There’s a lot to complain about in this confused George Will op-ed. One could point out the limbaughesque caricature of “liberals”:

>Liberals, dolled up in love beads and bell-bottom trousers, have had another bright idea, one as fresh as other 1970s fads. Sens. Ted Kennedy and Barbara Boxer and Reps. Carolyn Maloney and Jerrold Nadler, high-octane liberals all, have asked Congress to improve the Constitution by adding the Women’s Equality Amendment, which, like the Equal Rights Amendment before it, says: “Equality of rights under the law shall not be denied or abridged by the United States or by any state on account of sex.”

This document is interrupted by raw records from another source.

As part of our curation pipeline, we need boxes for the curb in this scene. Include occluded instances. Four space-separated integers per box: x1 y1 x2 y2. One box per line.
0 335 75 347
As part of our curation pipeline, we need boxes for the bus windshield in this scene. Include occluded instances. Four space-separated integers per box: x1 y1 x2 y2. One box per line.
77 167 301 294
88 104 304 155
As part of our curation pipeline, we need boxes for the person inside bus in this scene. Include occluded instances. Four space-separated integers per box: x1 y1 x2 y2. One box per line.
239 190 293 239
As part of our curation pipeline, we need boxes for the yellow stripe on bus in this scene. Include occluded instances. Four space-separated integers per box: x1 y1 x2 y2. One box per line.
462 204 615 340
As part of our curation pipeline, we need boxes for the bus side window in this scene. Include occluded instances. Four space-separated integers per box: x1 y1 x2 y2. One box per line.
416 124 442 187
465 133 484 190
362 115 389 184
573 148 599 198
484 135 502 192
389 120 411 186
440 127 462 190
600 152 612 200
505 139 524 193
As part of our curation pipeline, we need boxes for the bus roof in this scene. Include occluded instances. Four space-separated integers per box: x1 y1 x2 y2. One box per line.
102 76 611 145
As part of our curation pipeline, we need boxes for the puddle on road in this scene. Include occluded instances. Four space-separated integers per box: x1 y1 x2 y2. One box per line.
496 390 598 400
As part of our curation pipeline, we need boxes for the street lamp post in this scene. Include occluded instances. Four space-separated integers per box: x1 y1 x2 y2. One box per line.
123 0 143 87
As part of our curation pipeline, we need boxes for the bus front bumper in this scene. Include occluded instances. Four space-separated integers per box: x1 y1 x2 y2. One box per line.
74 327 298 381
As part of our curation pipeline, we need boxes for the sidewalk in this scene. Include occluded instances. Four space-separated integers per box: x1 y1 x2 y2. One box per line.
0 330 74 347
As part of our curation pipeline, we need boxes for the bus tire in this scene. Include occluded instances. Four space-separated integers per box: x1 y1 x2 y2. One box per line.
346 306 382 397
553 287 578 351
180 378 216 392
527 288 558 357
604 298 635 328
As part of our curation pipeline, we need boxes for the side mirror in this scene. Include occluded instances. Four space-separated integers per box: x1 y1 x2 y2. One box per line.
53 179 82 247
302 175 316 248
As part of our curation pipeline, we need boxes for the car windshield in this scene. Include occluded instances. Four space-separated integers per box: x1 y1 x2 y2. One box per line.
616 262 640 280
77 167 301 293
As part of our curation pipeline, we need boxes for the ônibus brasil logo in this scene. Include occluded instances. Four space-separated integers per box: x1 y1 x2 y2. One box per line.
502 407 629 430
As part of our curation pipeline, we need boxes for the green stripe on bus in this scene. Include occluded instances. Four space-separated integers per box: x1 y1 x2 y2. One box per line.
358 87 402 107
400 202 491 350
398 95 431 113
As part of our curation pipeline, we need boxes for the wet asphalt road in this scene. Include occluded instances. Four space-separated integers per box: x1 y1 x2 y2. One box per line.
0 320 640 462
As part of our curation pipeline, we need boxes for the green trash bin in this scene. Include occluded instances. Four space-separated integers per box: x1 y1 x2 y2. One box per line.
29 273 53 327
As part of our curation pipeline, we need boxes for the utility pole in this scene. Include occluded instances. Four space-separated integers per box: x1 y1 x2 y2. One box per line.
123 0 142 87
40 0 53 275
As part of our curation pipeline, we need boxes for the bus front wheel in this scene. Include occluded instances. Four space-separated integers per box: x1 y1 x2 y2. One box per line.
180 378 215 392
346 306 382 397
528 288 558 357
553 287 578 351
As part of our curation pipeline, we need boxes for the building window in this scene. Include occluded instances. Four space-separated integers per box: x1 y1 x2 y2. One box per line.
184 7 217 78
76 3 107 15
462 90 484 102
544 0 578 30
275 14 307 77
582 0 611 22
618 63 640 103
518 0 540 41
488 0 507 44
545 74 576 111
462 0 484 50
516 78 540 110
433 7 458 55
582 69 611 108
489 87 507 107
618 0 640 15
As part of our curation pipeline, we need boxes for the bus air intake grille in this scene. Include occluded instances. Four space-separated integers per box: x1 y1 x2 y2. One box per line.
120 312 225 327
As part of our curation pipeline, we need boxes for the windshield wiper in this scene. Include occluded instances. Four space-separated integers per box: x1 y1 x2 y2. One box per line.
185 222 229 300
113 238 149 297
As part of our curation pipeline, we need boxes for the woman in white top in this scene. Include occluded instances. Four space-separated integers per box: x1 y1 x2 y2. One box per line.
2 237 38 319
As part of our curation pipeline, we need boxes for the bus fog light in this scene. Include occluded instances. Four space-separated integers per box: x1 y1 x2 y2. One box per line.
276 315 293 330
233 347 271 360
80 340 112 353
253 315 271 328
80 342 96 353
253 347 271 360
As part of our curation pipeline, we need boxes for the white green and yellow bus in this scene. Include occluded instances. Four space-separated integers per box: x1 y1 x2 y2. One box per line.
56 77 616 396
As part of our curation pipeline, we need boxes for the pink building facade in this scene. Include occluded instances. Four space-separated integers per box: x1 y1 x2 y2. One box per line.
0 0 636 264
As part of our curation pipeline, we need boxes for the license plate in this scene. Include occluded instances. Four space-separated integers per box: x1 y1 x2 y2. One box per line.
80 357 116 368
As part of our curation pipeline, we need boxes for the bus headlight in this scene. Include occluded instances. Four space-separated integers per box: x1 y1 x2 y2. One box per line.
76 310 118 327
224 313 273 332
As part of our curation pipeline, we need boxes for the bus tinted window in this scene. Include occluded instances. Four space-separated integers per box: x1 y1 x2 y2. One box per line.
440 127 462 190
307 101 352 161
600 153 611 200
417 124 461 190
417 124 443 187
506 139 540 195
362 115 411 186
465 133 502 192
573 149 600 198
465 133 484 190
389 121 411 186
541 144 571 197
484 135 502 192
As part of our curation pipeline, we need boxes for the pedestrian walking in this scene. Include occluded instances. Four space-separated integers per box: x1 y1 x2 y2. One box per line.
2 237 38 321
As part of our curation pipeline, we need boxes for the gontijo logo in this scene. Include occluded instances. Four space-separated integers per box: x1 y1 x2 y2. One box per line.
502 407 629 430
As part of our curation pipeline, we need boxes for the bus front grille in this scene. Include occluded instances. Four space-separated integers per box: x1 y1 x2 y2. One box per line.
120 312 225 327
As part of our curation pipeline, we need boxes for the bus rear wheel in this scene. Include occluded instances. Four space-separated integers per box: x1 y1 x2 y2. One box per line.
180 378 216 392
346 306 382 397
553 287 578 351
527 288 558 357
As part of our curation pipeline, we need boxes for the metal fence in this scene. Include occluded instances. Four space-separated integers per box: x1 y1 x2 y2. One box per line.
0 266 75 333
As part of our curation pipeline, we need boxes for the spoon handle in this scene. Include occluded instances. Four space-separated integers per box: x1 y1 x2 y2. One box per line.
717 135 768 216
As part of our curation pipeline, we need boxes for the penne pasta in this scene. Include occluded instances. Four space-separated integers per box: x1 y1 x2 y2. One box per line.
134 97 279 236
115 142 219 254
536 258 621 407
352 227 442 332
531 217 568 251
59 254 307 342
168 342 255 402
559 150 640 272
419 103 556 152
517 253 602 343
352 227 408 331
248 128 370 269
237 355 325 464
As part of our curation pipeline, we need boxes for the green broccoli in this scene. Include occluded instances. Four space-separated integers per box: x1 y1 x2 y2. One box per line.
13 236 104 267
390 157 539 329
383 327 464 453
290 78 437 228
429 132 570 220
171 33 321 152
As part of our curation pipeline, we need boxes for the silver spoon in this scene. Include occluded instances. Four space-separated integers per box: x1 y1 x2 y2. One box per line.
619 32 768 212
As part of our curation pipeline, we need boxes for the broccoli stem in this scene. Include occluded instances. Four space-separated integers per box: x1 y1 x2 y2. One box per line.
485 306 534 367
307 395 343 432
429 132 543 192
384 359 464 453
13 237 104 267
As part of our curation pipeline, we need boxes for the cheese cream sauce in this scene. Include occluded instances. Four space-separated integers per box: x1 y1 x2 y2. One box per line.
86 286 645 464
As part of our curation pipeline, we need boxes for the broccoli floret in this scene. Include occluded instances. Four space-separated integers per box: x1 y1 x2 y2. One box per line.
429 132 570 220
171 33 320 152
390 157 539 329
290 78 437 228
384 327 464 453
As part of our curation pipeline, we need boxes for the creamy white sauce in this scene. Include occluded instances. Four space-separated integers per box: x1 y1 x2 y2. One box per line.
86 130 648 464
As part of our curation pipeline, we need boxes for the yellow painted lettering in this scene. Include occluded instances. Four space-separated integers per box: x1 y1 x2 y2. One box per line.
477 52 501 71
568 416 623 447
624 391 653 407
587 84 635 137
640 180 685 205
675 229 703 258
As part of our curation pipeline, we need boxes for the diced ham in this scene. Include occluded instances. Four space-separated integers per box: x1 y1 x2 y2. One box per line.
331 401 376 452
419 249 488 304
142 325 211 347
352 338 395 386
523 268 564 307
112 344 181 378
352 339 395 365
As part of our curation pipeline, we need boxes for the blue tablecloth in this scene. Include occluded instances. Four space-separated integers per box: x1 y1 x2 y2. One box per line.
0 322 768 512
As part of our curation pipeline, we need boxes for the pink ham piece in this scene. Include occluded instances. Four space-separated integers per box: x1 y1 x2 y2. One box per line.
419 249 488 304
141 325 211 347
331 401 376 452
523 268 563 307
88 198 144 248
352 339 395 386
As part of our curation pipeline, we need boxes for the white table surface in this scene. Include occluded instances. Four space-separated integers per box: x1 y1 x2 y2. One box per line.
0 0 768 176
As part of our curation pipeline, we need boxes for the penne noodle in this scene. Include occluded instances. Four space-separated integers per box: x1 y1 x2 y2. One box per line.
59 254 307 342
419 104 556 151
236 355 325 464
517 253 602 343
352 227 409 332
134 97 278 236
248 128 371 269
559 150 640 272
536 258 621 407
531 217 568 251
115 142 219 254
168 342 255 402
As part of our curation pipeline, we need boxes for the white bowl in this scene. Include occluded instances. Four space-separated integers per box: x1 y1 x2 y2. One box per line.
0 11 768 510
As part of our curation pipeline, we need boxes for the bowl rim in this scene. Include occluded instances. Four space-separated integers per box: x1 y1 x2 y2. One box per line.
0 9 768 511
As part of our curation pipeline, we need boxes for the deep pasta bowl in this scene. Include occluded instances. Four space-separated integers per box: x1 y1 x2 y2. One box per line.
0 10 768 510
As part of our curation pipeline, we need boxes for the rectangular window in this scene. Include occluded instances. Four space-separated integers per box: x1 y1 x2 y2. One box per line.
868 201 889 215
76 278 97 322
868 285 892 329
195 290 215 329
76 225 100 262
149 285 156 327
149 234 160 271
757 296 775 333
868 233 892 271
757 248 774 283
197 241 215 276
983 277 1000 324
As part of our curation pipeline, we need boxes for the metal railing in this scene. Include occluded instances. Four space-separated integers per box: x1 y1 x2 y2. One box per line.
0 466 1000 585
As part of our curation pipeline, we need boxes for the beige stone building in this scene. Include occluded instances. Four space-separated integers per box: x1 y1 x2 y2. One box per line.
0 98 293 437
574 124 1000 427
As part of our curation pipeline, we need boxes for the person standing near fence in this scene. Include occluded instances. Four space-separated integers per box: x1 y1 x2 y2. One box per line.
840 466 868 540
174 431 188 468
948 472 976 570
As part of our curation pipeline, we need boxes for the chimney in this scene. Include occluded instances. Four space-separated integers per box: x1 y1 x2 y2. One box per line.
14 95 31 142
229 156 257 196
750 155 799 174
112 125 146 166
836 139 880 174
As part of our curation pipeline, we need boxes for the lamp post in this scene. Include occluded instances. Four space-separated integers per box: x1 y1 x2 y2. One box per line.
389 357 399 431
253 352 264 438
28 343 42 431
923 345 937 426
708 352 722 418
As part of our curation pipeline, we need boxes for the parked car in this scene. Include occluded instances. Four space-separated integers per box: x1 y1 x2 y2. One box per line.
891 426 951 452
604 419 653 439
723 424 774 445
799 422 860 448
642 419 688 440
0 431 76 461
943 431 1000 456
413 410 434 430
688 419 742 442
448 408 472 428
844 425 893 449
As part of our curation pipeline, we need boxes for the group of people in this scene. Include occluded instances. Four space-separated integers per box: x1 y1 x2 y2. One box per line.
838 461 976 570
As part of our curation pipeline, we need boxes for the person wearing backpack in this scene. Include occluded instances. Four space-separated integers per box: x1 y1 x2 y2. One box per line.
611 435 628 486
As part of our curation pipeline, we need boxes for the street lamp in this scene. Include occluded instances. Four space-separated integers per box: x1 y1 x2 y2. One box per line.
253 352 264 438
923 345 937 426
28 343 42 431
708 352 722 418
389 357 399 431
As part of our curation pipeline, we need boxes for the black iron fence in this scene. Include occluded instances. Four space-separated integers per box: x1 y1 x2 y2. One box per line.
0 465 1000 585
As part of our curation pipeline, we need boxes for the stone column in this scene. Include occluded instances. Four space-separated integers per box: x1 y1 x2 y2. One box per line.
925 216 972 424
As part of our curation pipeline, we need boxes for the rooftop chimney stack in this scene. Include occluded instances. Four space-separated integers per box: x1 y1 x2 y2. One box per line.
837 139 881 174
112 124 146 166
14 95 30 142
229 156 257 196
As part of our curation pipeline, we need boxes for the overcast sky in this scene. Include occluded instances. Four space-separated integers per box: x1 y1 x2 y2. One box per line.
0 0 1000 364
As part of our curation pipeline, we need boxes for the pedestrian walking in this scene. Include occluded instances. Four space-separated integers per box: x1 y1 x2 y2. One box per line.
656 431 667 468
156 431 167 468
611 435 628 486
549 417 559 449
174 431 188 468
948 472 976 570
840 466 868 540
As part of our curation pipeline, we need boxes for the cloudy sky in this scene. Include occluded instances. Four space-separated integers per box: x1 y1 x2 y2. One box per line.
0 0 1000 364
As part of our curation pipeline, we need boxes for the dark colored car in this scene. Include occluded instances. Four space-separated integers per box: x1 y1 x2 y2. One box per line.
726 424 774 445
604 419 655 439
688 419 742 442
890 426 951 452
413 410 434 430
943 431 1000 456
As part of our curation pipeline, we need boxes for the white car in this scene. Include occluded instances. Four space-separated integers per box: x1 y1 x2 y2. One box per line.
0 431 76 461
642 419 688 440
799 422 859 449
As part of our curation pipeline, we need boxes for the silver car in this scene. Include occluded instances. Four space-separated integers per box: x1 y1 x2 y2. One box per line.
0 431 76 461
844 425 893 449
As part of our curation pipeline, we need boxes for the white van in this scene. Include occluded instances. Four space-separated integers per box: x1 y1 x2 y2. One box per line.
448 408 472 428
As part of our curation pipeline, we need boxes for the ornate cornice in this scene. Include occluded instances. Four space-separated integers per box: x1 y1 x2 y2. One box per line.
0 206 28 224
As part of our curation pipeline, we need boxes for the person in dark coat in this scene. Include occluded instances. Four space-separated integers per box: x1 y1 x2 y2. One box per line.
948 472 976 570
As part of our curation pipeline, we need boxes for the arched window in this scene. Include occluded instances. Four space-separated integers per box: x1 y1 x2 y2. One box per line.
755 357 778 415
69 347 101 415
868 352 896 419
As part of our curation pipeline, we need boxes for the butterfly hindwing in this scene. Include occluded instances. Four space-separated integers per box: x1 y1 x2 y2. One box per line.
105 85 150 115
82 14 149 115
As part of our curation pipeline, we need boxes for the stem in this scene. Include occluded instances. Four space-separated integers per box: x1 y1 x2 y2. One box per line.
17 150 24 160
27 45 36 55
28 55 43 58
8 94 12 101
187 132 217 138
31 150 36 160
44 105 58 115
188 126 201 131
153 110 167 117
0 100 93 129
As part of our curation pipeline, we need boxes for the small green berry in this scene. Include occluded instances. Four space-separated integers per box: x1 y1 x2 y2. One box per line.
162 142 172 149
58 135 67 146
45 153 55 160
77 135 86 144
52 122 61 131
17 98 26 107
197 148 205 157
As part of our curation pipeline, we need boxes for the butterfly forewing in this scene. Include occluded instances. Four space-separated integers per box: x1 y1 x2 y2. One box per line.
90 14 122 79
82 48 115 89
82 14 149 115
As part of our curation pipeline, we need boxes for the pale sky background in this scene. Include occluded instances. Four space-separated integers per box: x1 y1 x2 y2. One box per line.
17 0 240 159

But I’d rather focus my attention on the following blaring confusion. Since Will can never be bothered to examine any of his opponents’ actual reasons for their views, he just makes them up. So he wonders why someone would need an equal rights amendment when the courts–you heard that right–found them to be a consequence of the 14th Amendment:

>March 1972 was a year after the Supreme Court cited the equal protection clause of the 14th Amendment when invalidating a law that involved discrimination on the basis of sex. And March 1972 was 10 months before the Supreme Court ruled in Roe v. Wade.

I’ve lost count of how many columns Will has written undermining that very principle of constitutional interpretation. And he finds the very principle of such litigation–i.e., the kind of litigation that clarifies the proper interpretation of the laws–odious:

>If Kennedy and like-minded legislators think that the condition of American women needs improvements, they should try to legislate them. Instead, they prefer to hope that liberal judges will regard the ERA’s language as a license to legislate. But, then, support for the amendment testifies to the supporters’ lack of confidence in their ability to persuade people to support such policies.

And someone might point out that a constitutional amendment is a form of legislation.